Eclectic films fill the multiplex and arthouse
A large cloud of billowing brown dust, kicked up from a bumpy road beneath fills the screen. Suddenly, out of the dark heaps of dust, a splash of vibrant colors bursts through revealing a pick-up truck filled to the brim with Ugandan children, each wearing a blue, yellow, red or green T-shirt. As their bright and contrasting colors flap against the wind in slow motion, a sentimental musical score swells gradually in the background.
The overall effect is melodramatic but beautiful, mostly because we assume that what we are seeing on screen is a real and unrehearsed image, shot spontaneously by a gifted documentary filmmaker. However, as the perfectly-framed cinematography and bombastic score continues to dominate each and every scene, it becomes evident that War Dance is not nearly as authentic and truthful a documentary as one would like to believe.

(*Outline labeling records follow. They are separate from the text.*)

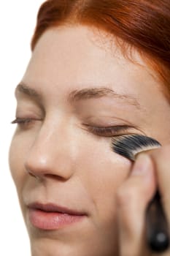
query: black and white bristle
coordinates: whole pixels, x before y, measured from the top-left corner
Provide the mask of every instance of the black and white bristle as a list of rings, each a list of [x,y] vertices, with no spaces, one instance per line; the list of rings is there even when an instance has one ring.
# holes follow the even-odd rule
[[[132,161],[135,160],[136,154],[153,148],[161,145],[156,140],[141,135],[125,135],[112,138],[112,149]]]

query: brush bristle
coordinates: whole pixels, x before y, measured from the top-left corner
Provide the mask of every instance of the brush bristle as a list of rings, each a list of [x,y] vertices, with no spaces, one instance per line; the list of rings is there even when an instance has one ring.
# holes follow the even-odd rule
[[[135,160],[136,154],[157,148],[161,146],[156,140],[141,135],[116,136],[112,140],[112,149],[114,152],[132,161]]]

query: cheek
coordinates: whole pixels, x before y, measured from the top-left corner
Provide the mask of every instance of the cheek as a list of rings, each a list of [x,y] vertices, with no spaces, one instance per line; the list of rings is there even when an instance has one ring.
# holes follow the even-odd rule
[[[96,211],[106,216],[114,211],[116,191],[127,178],[131,162],[112,151],[109,142],[106,140],[88,146],[82,155],[82,182],[90,193]]]
[[[24,169],[24,159],[30,148],[30,136],[19,136],[15,134],[9,151],[9,164],[11,174],[20,194],[27,176]]]

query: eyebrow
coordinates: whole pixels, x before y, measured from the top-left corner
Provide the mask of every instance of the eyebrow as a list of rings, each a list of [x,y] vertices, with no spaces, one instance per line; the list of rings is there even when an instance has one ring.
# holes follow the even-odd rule
[[[29,87],[25,83],[20,83],[15,89],[15,95],[19,91],[30,97],[35,98],[37,100],[41,100],[42,97],[39,92]],[[109,87],[99,88],[85,88],[81,90],[72,91],[67,97],[67,101],[69,103],[73,103],[80,100],[89,99],[98,99],[104,97],[113,97],[114,98],[120,99],[125,101],[127,103],[135,106],[138,109],[141,109],[141,105],[137,99],[128,94],[120,94],[115,92]]]

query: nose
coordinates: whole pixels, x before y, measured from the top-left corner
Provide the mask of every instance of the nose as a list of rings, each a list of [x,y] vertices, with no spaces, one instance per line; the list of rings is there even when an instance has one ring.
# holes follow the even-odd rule
[[[72,132],[53,124],[42,127],[31,145],[25,169],[36,178],[71,178],[74,170],[77,149]]]

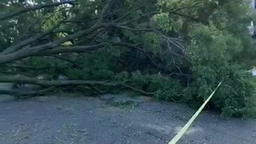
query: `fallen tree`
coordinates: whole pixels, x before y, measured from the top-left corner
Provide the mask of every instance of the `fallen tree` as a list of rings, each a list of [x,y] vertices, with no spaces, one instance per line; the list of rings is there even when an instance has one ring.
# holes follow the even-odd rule
[[[224,80],[210,107],[250,115],[250,15],[235,1],[1,2],[0,82],[42,90],[0,93],[20,97],[88,86],[96,93],[126,89],[199,106]]]

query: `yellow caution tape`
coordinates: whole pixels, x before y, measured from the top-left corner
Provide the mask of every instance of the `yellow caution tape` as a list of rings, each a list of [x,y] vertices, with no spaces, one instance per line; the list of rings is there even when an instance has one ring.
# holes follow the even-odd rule
[[[184,135],[187,129],[190,126],[194,119],[198,116],[202,109],[206,106],[207,102],[210,100],[210,98],[214,94],[215,91],[218,88],[218,86],[222,83],[222,82],[219,82],[214,91],[211,93],[209,98],[206,100],[206,102],[201,106],[201,107],[198,110],[198,111],[193,115],[193,117],[189,120],[189,122],[182,127],[182,129],[175,135],[175,137],[168,143],[168,144],[176,144],[176,142]]]

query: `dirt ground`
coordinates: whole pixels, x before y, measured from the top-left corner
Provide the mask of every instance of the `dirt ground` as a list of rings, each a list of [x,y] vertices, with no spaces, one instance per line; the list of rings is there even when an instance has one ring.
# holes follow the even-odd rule
[[[2,98],[0,110],[2,144],[168,143],[195,111],[183,104],[113,94]],[[222,120],[205,111],[178,143],[254,144],[256,120]]]

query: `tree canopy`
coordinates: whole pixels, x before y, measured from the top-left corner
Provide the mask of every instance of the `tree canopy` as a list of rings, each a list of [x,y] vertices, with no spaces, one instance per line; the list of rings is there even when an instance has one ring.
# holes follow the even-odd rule
[[[0,8],[0,82],[42,86],[2,93],[128,90],[198,106],[223,81],[210,108],[255,110],[248,1],[2,0]]]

Rather, War Dance thrives on manipulation and exploitation to tell its story and, like so many Western films about Africa, it portrays the troubled continent in a patronizing and condescending light. The story revolves around the students of Patongo Primary, a school located in an over-crowded refugee camp in Northern Uganda. The school specializes in training its students in African song and dance, a daily activity that allows the children to momentarily forget their squalid conditions.
This particular year, the school plans to compete in the prestigious National Music Competition in one of Uganda’s more affluent cities. The title, War Dance, derives from the film’s two areas of focus with Patongo: how the student’s lives have been effected by the war, and their process of healing through African song and dance.